Written By P.T. Michelle
Original Publication Date: 2011
Rating: 3.5 Stars

Book Notes:
As of right now, 7:54pm on 01/03/2013 this book is free for Kindle.

20%
I feel a YA love-interest rant.  I don't think P.T. Michelle deserves it any more than most YA authors, but I've had it up to here with this kind of love interest.

23%
This asshole had better not be a vampire or a werewolf.  I was enjoying this book.

43%
Okay, that's less annoying than being a vampire, but I still don't understand the 'leaping fences in a single bound,' thing.  It's a bit baffling.

Review:
Nara (legally Inara) has had a gift for most of her life.  Well, she seems to consider it a gift, I'm not sure I would - it sounds terribly boring.  Every night she dreams how her day will unfold in the coming hours, from beginning to end.  Due to an event from when she was a child, she doesn't like to change the timeline because she can't see (or always understand) the fallout.  That all changes when she dreams of her high school getting bombed; she cannot just sit back and watch, so she makes an anonymous tip to the police from a Wal-Mart.  This good deed throws her life into chaos.  Her powers seem to have mostly disappeared (except sporadically), and she doesn't know how to live her life in the real world without the precognition that's known for so long.  Even though that was boring to her, this is terrifying.
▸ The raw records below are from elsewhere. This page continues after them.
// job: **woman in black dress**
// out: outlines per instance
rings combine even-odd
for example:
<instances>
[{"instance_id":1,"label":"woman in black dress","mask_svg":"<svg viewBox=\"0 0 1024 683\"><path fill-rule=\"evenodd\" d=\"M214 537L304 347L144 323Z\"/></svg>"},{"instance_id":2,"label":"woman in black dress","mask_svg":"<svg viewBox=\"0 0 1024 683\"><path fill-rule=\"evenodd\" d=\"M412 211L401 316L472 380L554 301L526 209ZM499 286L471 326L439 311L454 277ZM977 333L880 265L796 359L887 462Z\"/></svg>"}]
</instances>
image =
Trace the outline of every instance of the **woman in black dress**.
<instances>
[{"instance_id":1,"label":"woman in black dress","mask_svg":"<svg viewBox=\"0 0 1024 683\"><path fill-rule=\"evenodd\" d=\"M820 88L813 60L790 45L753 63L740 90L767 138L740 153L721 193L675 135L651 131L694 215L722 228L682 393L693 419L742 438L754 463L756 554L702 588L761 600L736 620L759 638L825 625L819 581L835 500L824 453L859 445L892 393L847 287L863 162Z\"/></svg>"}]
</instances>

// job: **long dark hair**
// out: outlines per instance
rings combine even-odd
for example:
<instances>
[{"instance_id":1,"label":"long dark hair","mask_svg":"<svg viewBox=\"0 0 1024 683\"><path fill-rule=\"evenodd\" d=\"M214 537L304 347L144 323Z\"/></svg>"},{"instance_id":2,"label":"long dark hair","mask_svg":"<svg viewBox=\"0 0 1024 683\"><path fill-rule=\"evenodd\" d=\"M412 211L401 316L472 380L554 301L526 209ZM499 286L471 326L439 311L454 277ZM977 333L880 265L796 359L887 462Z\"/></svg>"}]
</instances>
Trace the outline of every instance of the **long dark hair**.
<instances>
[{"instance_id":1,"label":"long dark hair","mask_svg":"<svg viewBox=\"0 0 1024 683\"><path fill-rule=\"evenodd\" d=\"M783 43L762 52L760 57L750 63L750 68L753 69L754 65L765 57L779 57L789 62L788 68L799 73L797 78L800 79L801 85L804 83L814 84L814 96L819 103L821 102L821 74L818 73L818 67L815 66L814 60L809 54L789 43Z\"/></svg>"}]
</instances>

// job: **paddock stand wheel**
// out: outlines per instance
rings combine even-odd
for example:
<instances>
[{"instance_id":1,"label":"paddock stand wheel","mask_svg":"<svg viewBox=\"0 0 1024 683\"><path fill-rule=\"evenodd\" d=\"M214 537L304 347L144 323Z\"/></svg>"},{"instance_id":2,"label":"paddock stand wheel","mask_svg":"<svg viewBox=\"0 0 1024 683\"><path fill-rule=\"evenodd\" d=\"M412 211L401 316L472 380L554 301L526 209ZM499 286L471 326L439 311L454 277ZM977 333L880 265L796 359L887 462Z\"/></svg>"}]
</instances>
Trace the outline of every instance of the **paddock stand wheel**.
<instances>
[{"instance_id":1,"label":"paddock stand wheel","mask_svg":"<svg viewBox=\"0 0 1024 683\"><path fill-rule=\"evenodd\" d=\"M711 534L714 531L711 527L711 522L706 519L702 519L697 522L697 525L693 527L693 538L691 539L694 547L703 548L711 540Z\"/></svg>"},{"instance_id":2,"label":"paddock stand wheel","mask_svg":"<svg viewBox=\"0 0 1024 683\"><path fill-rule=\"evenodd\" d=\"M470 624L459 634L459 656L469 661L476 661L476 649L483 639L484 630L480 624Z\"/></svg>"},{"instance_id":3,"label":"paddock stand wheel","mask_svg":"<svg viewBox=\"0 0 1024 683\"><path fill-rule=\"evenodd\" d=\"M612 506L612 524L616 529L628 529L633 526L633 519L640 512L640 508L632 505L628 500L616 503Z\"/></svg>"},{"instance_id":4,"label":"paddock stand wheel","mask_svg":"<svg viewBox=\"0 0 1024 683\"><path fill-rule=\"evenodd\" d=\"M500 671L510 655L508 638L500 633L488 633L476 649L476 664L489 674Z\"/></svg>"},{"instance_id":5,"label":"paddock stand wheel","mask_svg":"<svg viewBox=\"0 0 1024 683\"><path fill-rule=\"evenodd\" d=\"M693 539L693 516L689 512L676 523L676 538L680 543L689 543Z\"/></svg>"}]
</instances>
I think watching Nara trying to adjust to her powers being gone could have been a novel in and of itself.  It's fascinating.  It is really like she lost one of the major senses that she had used to understand her world.  With it gone, she's thrown into utter confusion.  Of course, she'd get used to it, but it's tantamount to someone losing their hearing or their sight; she's at a total loss when it disappears.

While all of this is going on, Nara is also navigating high school.  Her soccer team-mates are less than understanding when she stops blocking every single goal that comes her way.  Her best friend starts dating a douchenozzle and pulls away from her.  On top of this, she's falling for the new kid who is considered dangerous by almost everyone she knows.

Here is my love interest rant:  Ethan is taller than her, muscular, with long dark bangs and blue eyes.  He has a mysterious past.  He's been expelled from his last school.  He doesn't have any friends in this new school.  Her friends warn her about him continuously.  He draws dark things in his notebook and is tattooed.  Of course, you know he's just misunderstood.  He had a reason to do whatever he did at his last school.  And of course he falls madly and quickly for the heroine, doing whatever it takes to protect her.  Because all heroines need protecting, obviously.

Young Adult authors need to come up with a new love interest.  Fucking pronto.  You could transplant Ethan into any number of YA novels and nothing would need to be changed.  He's the generic "bad boy."  The problem is he's not a bad boy.  He's a troubled kid with no distinguishing characteristics from other troubled kids written into YA in the history of the genre.  I'd blame Twilight but really this problem preceded that piece of garbage.  However, I must say that Ethan was so much like every love interest since Twilight that I really was afraid that the guy was a vampire.  I would have stopped reading.

Please, please, please, I beg of you, please start thinking of new male love interests for female heroines in Young Adult Literature!  I'm on my hands and knees here.  I like YA, but I'm sick of reading the same exact love story over and over again.
/love interest rant

What is most interesting about this book is that even though it started a pretty basic YA fantasy, moved into annoying Twilight-zone, it ended in a very interesting Final Destination type of story-line.  Fate plays into it and is less than pleased with Nara and Ethan.  Everything is a domino effect in this novel, starting from the very beginning and it actually caught me off guard a little.  I probably would have picked up on it sooner if I weren't so focused on how much Ethan better not be a fucking vampire, damnit.

I ended up very much enjoying this novel.  I was pleasantly surprised by how it ended, honestly.  While nothing was really wrapped up (it the first in a trilogy) it was a unique sort of ending.  The personification of Fate was really well done, in my opinion.